中间持久化–持久化(内存\磁盘和仅磁盘\类型)连接的df持久化两个输入(在连接之前),对两个df执行一些操作,然后执行连接并写入s3
调整“mapreduce.input.fileinputformat.split.minsize”和“mapreduce.input.fileinputformat.split.maxsize”(到750000000)。
我也试过用30R3.8XL。没有改善☹
我经常会遇到以下两个错误之一-

zeppelin-interpreter-spark-zeppelin-ip-10-0-1-213.log: WARN [2019-02-12 04:54:43,437] ({dispatcher-event-loop-8} Logging.scala[logWarning]:66) - Lost task 24117.0 in stage 3.0 (TID 32666, ip-10-0-1-242.ec2.internal, executor 5): ExecutorLostFailure (executor 5 exited caused by one of the running tasks) Reason: Container marked as failed: container_1549914591854_0018_01_000010 on host: ip-10-0-1-242.ec2.internal. Exit status: -100. Diagnostics: Container released on a *lost* node

org.apache.spark.SparkException: Job aborted.
  at org.apache.spark.sql.execution.datasources.FileFormatWriter$$anonfun$write$1.apply$mcV$sp(FileFormatWriter.scala:213)
  at org.apache.spark.sql.execution.datasources.FileFormatWriter$$anonfun$write$1.apply(FileFormatWriter.scala:166)
  at org.apache.spark.sql.execution.datasources.FileFormatWriter$$anonfun$write$1.apply(FileFormatWriter.scala:166)
  at org.apache.spark.sql.execution.SQLExecution$.withNewExecutionId(SQLExecution.scala:65)
  at org.apache.spark.sql.execution.datasources.FileFormatWriter$.write(FileFormatWriter.scala:166)
  at org.apache.spark.sql.execution.datasources.InsertIntoHadoopFsRelationCommand.run(InsertIntoHadoopFsRelationCommand.scala:145)
  at org.apache.spark.sql.execution.command.ExecutedCommandExec.sideEffectResult$lzycompute(commands.scala:58)
  at org.apache.spark.sql.execution.command.ExecutedCommandExec.sideEffectResult(commands.scala:56)
  at org.apache.spark.sql.execution.command.ExecutedCommandExec.doExecute(commands.scala:74)
  at org.apache.spark.sql.execution.SparkPlan$$anonfun$execute$1.apply(SparkPlan.scala:117)
  at org.apache.spark.sql.execution.SparkPlan$$anonfun$execute$1.apply(SparkPlan.scala:117)
  at org.apache.spark.sql.execution.SparkPlan$$anonfun$executeQuery$1.apply(SparkPlan.scala:138)
  at org.apache.spark.rdd.RDDOperationScope$.withScope(RDDOperationScope.scala:151)
  at org.apache.spark.sql.execution.SparkPlan.executeQuery(SparkPlan.scala:135)
  at org.apache.spark.sql.execution.SparkPlan.execute(SparkPlan.scala:116)
  at org.apache.spark.sql.execution.QueryExecution.toRdd$lzycompute(QueryExecution.scala:92)
  at org.apache.spark.sql.execution.QueryExecution.toRdd(QueryExecution.scala:92)
  at org.apache.spark.sql.execution.datasources.DataSource.writeInFileFormat(DataSource.scala:435)

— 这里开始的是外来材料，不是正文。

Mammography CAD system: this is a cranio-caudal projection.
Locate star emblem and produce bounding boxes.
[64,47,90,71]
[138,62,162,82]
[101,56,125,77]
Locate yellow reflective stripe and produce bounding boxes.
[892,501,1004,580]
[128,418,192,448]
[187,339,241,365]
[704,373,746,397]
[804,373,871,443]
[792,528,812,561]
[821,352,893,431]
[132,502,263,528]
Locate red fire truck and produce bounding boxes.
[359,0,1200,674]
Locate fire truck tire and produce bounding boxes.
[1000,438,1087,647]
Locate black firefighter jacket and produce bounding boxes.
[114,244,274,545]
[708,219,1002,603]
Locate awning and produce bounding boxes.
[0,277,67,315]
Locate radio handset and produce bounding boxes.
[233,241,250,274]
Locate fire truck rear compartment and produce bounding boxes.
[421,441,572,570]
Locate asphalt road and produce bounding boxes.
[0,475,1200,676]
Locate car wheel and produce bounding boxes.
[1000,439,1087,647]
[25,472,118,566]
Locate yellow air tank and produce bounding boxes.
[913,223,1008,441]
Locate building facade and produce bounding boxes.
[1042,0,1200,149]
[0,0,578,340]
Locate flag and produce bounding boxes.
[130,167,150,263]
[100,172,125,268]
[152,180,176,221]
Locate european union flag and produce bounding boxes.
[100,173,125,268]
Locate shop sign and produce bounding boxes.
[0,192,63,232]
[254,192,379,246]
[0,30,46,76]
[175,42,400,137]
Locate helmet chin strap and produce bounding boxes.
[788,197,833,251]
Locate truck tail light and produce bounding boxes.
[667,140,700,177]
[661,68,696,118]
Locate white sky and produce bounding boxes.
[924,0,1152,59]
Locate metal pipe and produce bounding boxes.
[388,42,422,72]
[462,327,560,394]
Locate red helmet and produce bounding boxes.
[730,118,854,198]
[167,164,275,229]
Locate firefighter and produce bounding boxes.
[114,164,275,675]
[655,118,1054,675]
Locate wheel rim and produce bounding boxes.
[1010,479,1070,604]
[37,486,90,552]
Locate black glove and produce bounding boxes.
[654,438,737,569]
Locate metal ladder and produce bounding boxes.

  at org.apache.spark.sql.execution.datasources.DataSource.write(DataSource.scala:471)
  at org.apache.spark.sql.execution.datasources.SaveIntoDataSourceCommand.run(SaveIntoDataSourceCommand.scala:50)
  at org.apache.spark.sql.execution.command.ExecutedCommandExec.sideEffectResult$lzycompute(commands.scala:58)
  at org.apache.spark.sql.execution.command.ExecutedCommandExec.sideEffectResult(commands.scala:56)
  at org.apache.spark.sql.execution.command.ExecutedCommandExec.doExecute(commands.scala:74)
  at org.apache.spark.sql.execution.SparkPlan$$anonfun$execute$1.apply(SparkPlan.scala:117)
  at org.apache.spark.sql.execution.SparkPlan$$anonfun$execute$1.apply(SparkPlan.scala:117)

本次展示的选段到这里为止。